Why is it so difficult to copy source code that is not “open source”?

825 views

It’s been in my mind if we are using the software/program or even hardware of a tech company, we can play around, install-unsinstall and more. Then how is it so difficult for someone to “unhide” the source code that the device uses? Technically the code is in the device somewhere hidden in it, so it’s there, but still, it’s almost impossible to obtain the source code. How do they achieve this so no one copies their code?

In: 366

42 Answers

Anonymous 0 Comments

Many people are saying source code is different than compiled executable, but they’ve forgotten about .Net. Java should be the same too, but I’ll talk about .Net.

.Net is not compiled to assembly, but instead an intermediary CLR Common Language Runtime. This code is executed by the .Net runtime.

So you can very well decompile code with a product like JetBrains DotPeek, but what you get out of it depends on how it was compiled. CLR is still fairly readable, and just as easily converted back to C#.

A proper Release build would enable optimizations, where the compiler will minify code, renaming variables and changing many human-readable blocks to obtuse Boolean statements. Code comments are also lost.

But can you reverse engineer this code and understand it? Yes, with enough time. But you can usually make any small tweaks you want, and recompile, in mere minutes.

Now enters Obfuscators. These compiling tools really mix up code, moving around logic blocks, variable names, and so on. Their purpose is to make code reverse-engineering more difficult. Nonetheless, you can still decompile them, make any small change if you can manage to figure it out, and then recompile.

Now enters code signing, you’ve create a new DLL but you lack the signing keys of the original so you can’t just drop it in under an exe, it demands trust. So you just recompile the exe itself, and run a stack of bootleg compilations.

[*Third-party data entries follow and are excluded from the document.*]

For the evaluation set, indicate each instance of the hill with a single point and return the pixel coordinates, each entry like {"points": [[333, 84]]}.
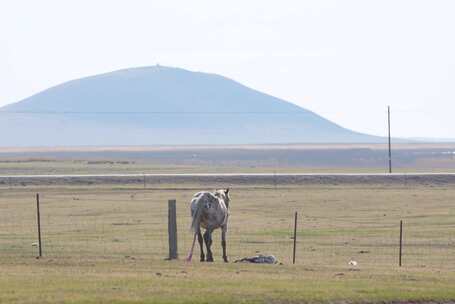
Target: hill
{"points": [[162, 105]]}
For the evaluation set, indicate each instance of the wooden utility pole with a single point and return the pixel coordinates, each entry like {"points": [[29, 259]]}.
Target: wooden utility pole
{"points": [[40, 252], [295, 238], [390, 142], [401, 244]]}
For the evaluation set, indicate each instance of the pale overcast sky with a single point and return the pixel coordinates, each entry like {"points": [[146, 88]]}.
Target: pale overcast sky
{"points": [[346, 60]]}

Anyways, go get JetBrains DotPeek and decompile some of your video game files, you’ll be surprised what you get. Now if the game was written in C/C++ there’s no hope. We’re talking about .Net C#, but that’s most Unity games.

Anonymous 0 Comments

Programmers write in “high-level” languages where one step does a lot. Computers work in very low-level languages, where one step does a tiny thing. There’s software that translates what the programmers said into a program the computer can understand. And that program is what’s actually on the computer, not what the programmer originally wrote.

By analogy, let’s say I told you “put your shoes on, go down to Jimmy’s house and put this letter in his mailbox, then come back” — that might be the “source code.” The “object code” would be closer to “look down. Is your shoe there? If it is, then go to the part of the instructions where we tell you to put it on. Look to the left. Is your shoe there? If it is…. [60 pages later] bend your left knee. move your left leg forward. Extend your left knee. Bend your right knee….. Look to the left. Are you at Jimmy’s House? If not, then go back to the left knee part.” You might be able to look at the first part and realize “Oh, this is just looking for your shoes.” But, that process takes a lot of time and thinking — there’s software that can help with it, but it’s still mostly a manual process.

Anonymous 0 Comments

It’s compiled down to a binary file (executable) before it’s published to your computer. Your computer only has the final product.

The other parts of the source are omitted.